The existence of antimatter was conjectured by the English physicist and mathematician Paul Dirac (1902-1984), before any physical experiment had even hinted that such a rare thing would be living with us in the universe.
Dirac, one of the fathers of quantum mechanics, was a convinced Pythagorean and Platonist; one of the pillars on which Dirac based his philosophy of physics is a phrase that he could well have taken directly from Pythagoras: “Every physical law must have mathematical beauty”. And another one is a salute to the unreasonable efficiency of mathematics in explaining nature: “The mathematician plays a game whose rules he has invented himself, while the physicist plays a game in which the rules are determined by nature; yet, as time goes on, it becomes more and more evident that the rules which the mathematician has found interesting are the same as those which nature has chosen”.
In 1928 he proposed an equation to explain the relativistic behaviour of the electron (i.e. when it moves at speeds comparable to those of light and the famous Schrödinger wave equation does not apply).

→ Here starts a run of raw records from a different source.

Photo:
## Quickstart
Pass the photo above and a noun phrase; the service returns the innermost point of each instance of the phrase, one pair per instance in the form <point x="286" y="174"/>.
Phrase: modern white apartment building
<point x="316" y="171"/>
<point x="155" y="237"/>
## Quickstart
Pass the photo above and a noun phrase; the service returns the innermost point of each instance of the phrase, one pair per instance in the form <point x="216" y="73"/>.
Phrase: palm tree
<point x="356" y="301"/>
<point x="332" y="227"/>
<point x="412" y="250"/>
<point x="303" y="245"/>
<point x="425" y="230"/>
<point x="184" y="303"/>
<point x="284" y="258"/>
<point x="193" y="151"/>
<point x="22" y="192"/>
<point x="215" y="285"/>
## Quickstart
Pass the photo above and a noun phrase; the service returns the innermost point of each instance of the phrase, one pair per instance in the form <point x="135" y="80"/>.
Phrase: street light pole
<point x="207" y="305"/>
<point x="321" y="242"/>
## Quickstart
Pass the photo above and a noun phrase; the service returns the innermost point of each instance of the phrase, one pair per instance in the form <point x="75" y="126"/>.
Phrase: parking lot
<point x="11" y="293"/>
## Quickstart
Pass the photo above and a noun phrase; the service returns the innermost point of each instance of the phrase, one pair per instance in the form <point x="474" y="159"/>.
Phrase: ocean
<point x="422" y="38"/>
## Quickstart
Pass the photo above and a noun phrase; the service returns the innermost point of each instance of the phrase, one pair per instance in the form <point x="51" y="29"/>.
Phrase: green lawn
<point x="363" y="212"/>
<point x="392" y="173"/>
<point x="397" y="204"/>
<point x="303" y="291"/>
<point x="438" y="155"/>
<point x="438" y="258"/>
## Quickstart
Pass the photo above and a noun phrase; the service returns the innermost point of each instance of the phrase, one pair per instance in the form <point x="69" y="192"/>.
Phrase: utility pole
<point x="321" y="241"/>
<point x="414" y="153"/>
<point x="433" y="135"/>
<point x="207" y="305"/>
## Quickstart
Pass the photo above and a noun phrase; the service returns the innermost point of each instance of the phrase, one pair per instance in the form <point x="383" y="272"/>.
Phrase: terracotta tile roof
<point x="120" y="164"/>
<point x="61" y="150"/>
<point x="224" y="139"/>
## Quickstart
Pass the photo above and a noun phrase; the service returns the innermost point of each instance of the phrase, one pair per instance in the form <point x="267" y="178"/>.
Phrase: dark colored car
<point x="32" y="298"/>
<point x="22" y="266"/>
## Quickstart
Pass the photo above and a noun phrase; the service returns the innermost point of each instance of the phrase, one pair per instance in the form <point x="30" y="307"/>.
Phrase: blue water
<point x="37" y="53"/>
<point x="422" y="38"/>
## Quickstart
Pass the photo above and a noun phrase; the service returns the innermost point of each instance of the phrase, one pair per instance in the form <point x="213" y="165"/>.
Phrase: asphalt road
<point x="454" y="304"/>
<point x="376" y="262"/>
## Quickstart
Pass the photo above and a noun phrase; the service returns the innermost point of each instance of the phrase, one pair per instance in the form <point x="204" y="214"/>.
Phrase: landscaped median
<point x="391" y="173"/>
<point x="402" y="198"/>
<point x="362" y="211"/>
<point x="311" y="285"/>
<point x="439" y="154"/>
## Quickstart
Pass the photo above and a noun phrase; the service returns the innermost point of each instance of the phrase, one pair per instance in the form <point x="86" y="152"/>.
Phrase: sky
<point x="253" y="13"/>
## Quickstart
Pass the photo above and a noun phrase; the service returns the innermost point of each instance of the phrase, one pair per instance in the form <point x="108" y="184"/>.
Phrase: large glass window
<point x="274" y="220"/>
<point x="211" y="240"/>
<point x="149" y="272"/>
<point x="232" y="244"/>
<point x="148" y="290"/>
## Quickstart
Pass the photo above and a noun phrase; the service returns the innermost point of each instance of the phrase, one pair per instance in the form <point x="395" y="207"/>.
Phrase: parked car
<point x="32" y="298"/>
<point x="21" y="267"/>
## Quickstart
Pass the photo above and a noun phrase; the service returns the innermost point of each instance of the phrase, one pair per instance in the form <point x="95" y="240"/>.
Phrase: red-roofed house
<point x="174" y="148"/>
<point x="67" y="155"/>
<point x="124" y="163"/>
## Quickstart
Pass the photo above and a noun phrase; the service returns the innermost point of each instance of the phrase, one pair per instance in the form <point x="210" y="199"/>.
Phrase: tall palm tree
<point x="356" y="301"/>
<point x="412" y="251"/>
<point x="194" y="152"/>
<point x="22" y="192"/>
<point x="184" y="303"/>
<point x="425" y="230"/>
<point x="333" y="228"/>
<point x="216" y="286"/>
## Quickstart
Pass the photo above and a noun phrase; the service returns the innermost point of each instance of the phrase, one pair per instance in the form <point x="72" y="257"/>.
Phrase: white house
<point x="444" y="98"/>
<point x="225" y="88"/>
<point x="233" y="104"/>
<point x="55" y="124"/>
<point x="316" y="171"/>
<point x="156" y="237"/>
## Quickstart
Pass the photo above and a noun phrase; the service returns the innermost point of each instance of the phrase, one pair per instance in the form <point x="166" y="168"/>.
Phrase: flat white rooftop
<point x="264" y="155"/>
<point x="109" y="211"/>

One of the features of the Dirac equation is that it has a beautiful symmetry, a feature of mathematical beauty very much to the taste of its proposer. This symmetry has, however, a disturbing consequence: it implies the existence of a particle “symmetric” to the electron, a particle with the same mass, carrying the same amount of electric charge – positive, in this case – and endowed with negative energy, so that every time an electron encounters its “symmetric” particle, both are destroyed in a mini coven: their bodies disappear in a burst of energy.
Dirac wrote a sentence that one cannot help but feel a lot of sympathy and admiration for: “A good part of my work consists of playing with equations and listening to what they tell me”. And Dirac was consistent with what his equation said, so that he predicted the existence of antimatter: not because he had smelled its smell, or seen its colour, or heard how it sounds when struck with a gong, nor because he had caressed the softness or suffered the roughness of its touch or appreciated its sour or sweet taste. It was not Dirac’s senses that led him to say that antimatter existed, but a mental process guided by a mathematical equation. An equation that is tasteless, odourless and tasteless to the senses as only a mathematical equation can be, but which, by the same token, is to a properly trained brain a prodigy of aromas, flavours, colours, melodies and caresses.
His equation told Dirac that somewhere in the universe there had to be anti-electrons. But this was so revolutionary that Dirac was slow to believe it, and he searched for a while for other, less drastic explanations. But, failing to find them, he ended up relying on the unreasonable ability of mathematics to explain nature, and in 1931, two years or so after he had proposed his equation, he repeated aloud the spectacular prophecy he had heard from the lips of his equation. He did so with due caution – the proper caution, on the other hand, that one would expect from a person of his character.
And the world did not have to wait long to see Dirac’s prediction confirmed: since Henri Becquerel discovered radioactivity in 1896, a search for radioactive sources in nature had begun. It was discovered that, surprisingly, the radiations were ubiquitous and that they increased in the atmosphere with height – an increase reflected by detectors on balloons. In the early 1910s, there was no choice but to conclude that much of it was not of terrestrial but cosmic origin: it came from outside. The study of these cosmic rays was then intensified in an attempt to elucidate their nature, which means investigating what kind of particles they are composed of. One of the laboratories that devoted most effort to this study was owned by the California Institute of Technology, where Carl Anderson (1905-1991), a sorcerer’s apprentice, using powerful magnets, lead filters and fog cameras, succeeded in August 1932 in photographing the trajectory of particles present in cosmic rays: they were identical in every respect to those left by electrons, but had an inverse curvature with respect to the latter, which indicated a positive charge. This newly discovered extraterrestrial inhabitant was christened the positron; it later emerged that it had already left traces detected by other scientists who failed to see the new particle.
And the positron turned out to be the antiparticle that Dirac had listened to in his equation.
That was the first little piece of antimatter discovered; then, in 1955, the antiproton was discovered in Berkeley and, a year later, the antineutron, and in 1965 Soviet scientists discovered antideuterium: the first complex particle made of antimatter; and in 1978 at CERN in Geneva antitritium was created, and in 1996 nine complete atoms of antihydrogen…
Dirac received the Nobel Prize in Physics in 1933 for his contributions to the fundamental equations of quantum mechanics, while Anderson received it in 1936 for the discovery of the positron.
References
A.J. Durán, Pasiones, piojos, dioses… y matemáticas, Destino, Barcelona, 2009.